Kök hücre klasik tıpta henüz rutin tedavi değil
Bu tedavinin kimlere yapılabileceği hakkında da bilgiler veren Prof. Dr. Erçelen, öncelikle bu tedavilerin henüz tıpta klasik rutin tedaviye girmediğini vurguladı. Bu tedavilerin, konuyla ilgili bilimsel çalışma yapan kliniklerde, gerekli izinler alınarak yapılan kişiye özel tedaviler olduğunu kaydeden Prof. Dr. Erçelen, “Eğer doğuştan halihazırda yeterli sayıda folikülü, yumurta hücresi olan erkek ya da kadında menopozda ya da olgun sperm azlığında bunların kalitesini arttırmak ve olgunlaşmasını sağlamak üzere hücre tedavileri kullanılabilir” dedi.
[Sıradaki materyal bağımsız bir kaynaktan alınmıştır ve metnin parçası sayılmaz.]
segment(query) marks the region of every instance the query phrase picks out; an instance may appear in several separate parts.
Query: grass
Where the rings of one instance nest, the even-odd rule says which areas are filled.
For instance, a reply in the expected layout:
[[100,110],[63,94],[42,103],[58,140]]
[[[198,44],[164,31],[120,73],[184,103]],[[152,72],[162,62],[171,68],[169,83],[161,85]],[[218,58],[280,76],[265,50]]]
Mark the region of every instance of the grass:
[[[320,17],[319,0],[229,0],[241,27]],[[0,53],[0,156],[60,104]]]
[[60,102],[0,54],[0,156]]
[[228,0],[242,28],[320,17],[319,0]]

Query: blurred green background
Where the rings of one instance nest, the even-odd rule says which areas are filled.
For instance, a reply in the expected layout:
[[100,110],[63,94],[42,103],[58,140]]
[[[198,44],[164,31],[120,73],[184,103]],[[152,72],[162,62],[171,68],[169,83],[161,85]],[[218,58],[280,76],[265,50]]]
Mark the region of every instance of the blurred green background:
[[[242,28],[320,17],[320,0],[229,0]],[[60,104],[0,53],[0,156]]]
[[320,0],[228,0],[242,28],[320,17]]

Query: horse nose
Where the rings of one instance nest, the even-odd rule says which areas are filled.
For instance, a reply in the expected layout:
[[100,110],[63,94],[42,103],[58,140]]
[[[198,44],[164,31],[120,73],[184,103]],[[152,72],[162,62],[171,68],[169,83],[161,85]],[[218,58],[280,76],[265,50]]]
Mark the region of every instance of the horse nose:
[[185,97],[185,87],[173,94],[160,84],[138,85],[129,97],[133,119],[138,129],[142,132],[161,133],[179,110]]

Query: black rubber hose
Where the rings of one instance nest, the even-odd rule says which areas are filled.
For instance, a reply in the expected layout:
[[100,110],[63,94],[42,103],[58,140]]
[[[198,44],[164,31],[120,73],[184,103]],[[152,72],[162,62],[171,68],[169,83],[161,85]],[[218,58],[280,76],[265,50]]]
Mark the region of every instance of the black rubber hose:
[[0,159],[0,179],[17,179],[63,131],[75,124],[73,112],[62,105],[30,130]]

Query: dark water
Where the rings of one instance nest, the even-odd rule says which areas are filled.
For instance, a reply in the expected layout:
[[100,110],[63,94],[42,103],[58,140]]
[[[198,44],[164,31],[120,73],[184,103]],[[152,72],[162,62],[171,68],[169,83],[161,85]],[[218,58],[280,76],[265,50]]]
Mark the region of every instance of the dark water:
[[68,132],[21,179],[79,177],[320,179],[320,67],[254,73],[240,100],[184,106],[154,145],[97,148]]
Kök hücre tedavisinin kimlere uygulanamayacağı hakkında da bilgi veren Prof. Dr. Erçelen, şu ifadeleri kullandı:
“Halihazırda kanser gibi ciddi hastalık tedavisi görenlerde ya da enfeksiyon geçiren ya da organlarda, yumurtalıklarda bu erken menapoza ya da hücre ölümlerine neden olan doğuştan bir genetik faktör varsa bazı durumlarda hücre tedavisinde kullanamıyoruz ya da başarı şansının olmadığını biliyoruz. O yüzden hastalarımızı mutlaka bu tedavileri almadan önce ciddi bir taramadan geçiriyoruz, tıbbi muayeneden geçiriyoruz. Yarar görebilme ihtimali olan, daha önceki çalışmalarımızdan edindiğimiz tecrübelerle tedavi almaya uygun hastalarımızda hücre tedavisi öneriyoruz.”
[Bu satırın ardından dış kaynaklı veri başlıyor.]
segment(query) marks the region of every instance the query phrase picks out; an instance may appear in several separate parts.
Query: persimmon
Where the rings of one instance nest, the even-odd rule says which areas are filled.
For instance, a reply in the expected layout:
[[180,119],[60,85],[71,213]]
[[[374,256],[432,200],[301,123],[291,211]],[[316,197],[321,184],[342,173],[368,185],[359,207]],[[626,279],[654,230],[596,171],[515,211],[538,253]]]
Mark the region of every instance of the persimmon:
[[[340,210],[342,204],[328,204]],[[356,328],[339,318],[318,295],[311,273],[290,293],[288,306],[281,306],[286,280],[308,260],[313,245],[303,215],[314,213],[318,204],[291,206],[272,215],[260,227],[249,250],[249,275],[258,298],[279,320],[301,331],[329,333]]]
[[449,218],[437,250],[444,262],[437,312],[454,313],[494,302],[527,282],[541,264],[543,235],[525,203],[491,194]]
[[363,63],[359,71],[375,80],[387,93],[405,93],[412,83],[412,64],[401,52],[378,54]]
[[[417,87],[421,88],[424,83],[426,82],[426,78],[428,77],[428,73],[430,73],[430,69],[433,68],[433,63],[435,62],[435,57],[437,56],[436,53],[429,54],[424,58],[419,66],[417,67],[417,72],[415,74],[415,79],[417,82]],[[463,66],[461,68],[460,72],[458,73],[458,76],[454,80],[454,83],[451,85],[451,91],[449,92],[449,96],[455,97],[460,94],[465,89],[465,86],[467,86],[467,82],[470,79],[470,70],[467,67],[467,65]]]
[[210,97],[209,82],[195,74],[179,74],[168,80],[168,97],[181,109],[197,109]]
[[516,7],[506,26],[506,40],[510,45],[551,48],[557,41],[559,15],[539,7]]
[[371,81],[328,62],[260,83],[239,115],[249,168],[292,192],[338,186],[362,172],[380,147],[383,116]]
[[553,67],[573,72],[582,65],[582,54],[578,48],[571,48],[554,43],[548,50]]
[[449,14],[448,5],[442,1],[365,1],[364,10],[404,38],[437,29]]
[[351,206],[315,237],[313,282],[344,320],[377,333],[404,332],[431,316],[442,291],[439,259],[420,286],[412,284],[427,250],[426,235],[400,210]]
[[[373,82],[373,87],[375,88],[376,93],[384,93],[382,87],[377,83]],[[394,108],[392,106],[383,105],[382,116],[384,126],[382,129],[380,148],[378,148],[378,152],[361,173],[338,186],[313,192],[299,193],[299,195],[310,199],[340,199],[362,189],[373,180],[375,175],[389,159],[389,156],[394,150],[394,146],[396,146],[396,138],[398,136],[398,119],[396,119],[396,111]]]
Konuşması esnasında, kök hücre tedavileri konusunda henüz çok daha yolun başında olduklarını belirten Prof. Dr. Erçelen, bu tedavilerle menopozun tarih olabileceğinin düşünülmesinin yanlış olacağını söyledi. Şu ana kadar son 15-20 yılın tecrübesiyle bazı sistemik hastalıkları, eskiden vücutta rejenerasyon kapasitesini tekrar yerine koyamadığımız hastalıkları, otoimmün hastalıkları yani immün sistemdeki regülasyonun bozulduğu hastalıkları tedavi etmeye başladıklarını bildiren Prof. Dr. Erçelen, “Bu tedaviler yeni başlayan tedaviler. Zaten yasal ve etik olarak da çok sınırlı hastada uygulayabiliyoruz ama uygulandığında da belli grup hastadan çok iyi yanıt aldığımız için bu uygulamalar hızla devam ediyor” dedi.
Açıklamalarının sonunda bu tedavilerin herhangi bir yan etkisinin olup olmadığından da bahseden Prof. Dr. Erçelen, “Yan etki olarak herhangi bir tetiklenme, var olmayan bir mekanizmayı tekrar uyarma gibi etkilerinin olmadığı bilimsel çalışmalarla gösterildi. En kötü ya da en istemediğimiz etkisi yararlı olmamaları; bazen verdiğimiz tedaviler o kişide etkisiz olabiliyor, bunu da cevapsızlık olarak görüyoruz. O yüzden kişisel tedavi olarak tarif ediyoruz bu tedavileri. Nadir olarak enjektör yerinde alerjilerle karşılaşabiliyoruz” diyerek ifadelerini sonlandırdı.